Let's also see an example that includes multiple horizontal transformers.
Example.
Consider the function
\[
\begin{align}
z &\mathrel{\overset{f}{\leftarrow}} x
\\
z &= \biggl(\frac{x + 1}{2}\biggr)^2.
\end{align}
\]
We'd like to graph this function by understanding its transformers.
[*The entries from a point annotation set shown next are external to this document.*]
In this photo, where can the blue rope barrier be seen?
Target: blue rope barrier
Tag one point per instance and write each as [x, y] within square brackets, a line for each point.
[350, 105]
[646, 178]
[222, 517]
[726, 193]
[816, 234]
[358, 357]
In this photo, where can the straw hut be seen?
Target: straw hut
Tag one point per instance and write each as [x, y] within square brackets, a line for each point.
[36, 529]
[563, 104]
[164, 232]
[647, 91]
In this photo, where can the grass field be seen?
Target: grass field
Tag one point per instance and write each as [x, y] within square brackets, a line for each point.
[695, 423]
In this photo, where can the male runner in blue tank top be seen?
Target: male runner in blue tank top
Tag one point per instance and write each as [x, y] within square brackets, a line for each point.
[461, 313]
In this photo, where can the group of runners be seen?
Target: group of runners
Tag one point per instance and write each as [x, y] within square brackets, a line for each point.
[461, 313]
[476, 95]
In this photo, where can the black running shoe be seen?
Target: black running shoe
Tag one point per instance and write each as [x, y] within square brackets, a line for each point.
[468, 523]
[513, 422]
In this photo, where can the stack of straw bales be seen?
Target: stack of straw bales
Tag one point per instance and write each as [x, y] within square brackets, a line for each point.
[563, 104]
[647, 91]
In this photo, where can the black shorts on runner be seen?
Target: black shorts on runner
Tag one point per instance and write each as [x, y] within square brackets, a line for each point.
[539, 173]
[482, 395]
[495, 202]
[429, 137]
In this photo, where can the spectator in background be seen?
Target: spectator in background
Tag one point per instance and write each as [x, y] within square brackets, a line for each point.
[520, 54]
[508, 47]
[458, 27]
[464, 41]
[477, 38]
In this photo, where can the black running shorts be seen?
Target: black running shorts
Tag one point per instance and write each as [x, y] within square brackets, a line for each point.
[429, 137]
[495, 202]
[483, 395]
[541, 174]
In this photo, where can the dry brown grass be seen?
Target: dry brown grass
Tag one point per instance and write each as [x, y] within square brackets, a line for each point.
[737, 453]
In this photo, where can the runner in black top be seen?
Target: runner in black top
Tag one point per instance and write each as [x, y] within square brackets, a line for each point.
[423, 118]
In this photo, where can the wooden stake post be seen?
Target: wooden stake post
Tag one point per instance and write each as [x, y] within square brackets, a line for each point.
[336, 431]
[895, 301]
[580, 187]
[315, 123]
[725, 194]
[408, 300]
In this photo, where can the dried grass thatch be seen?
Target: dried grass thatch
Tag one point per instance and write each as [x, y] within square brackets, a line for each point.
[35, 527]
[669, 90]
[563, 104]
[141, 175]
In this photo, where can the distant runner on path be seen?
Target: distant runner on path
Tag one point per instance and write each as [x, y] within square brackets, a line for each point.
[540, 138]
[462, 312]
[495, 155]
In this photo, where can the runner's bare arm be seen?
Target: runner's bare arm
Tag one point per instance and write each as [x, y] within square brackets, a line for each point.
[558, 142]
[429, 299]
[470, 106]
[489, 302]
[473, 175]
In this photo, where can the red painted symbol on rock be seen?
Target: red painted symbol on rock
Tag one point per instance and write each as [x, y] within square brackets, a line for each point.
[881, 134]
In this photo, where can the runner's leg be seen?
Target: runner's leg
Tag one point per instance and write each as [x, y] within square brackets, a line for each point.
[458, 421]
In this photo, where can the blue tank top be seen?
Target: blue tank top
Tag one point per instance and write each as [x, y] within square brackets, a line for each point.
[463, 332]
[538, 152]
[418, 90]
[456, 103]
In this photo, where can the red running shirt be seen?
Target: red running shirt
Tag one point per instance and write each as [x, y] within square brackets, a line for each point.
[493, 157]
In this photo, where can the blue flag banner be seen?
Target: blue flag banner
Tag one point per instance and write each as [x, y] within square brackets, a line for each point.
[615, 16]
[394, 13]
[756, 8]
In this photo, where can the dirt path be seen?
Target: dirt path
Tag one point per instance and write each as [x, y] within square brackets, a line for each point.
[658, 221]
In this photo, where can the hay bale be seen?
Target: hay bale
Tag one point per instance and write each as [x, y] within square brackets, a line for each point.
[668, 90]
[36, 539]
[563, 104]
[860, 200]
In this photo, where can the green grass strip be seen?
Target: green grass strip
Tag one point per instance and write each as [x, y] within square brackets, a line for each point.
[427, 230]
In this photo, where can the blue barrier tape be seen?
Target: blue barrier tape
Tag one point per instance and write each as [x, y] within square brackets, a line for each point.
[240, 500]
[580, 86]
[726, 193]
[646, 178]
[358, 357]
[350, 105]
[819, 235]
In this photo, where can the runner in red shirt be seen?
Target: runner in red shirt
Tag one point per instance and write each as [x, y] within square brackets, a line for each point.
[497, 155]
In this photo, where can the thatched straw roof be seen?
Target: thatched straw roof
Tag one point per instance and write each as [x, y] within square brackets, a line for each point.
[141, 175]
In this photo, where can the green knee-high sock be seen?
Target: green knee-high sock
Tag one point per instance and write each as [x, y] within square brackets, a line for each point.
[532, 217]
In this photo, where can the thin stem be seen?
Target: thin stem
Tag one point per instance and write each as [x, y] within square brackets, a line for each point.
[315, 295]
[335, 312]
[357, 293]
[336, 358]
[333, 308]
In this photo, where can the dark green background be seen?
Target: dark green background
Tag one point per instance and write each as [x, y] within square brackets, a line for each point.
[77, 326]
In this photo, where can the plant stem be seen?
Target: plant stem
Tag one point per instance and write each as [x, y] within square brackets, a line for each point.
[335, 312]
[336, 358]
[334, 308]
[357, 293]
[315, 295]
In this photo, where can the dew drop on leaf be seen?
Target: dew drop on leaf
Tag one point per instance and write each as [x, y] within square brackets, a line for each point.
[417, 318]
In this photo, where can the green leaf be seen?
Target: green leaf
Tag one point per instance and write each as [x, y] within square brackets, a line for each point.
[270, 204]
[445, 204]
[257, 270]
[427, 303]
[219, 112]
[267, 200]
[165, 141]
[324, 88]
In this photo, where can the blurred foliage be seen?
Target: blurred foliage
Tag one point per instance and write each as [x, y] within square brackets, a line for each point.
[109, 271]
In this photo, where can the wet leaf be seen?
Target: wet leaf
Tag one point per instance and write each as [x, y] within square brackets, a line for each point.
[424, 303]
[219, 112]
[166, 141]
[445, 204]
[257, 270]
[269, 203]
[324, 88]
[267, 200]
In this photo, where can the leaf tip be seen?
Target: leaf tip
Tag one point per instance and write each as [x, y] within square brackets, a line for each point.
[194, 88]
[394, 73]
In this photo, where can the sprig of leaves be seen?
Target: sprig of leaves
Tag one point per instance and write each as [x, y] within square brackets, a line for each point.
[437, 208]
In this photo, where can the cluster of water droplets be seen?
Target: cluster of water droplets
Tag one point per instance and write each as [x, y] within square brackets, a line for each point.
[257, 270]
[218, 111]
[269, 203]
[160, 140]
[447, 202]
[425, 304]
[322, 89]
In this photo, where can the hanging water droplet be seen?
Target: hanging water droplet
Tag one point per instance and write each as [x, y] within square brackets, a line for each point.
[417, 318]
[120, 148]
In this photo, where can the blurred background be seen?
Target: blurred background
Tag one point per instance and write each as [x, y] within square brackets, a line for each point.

We'll start by drawing a schematic.
We can decompose \( f \) as a known function and transformers.
\[
\begin{align}
z &\depends x^{\prime}
&
&
&
x^{\prime} &\depends x
\\
z &= {x^{\prime}}^2
&
&\andSpaced
&
x^{\prime} &= \frac{x + 1}{2}
\end{align}
\]
Let's invert the transformers by solving for \( x \).
\[
\begin{align}
x &\depends x^{\prime}
\\
x &= 2 x^{\prime} - 1
\end{align}
\]
To produce an \( x \)-value, we double an \( x^{\prime} \)-value and then subtract one.
To graph \( f \), we take our known parabola, horizontally stretch by a factor of two, and then translate one to the left.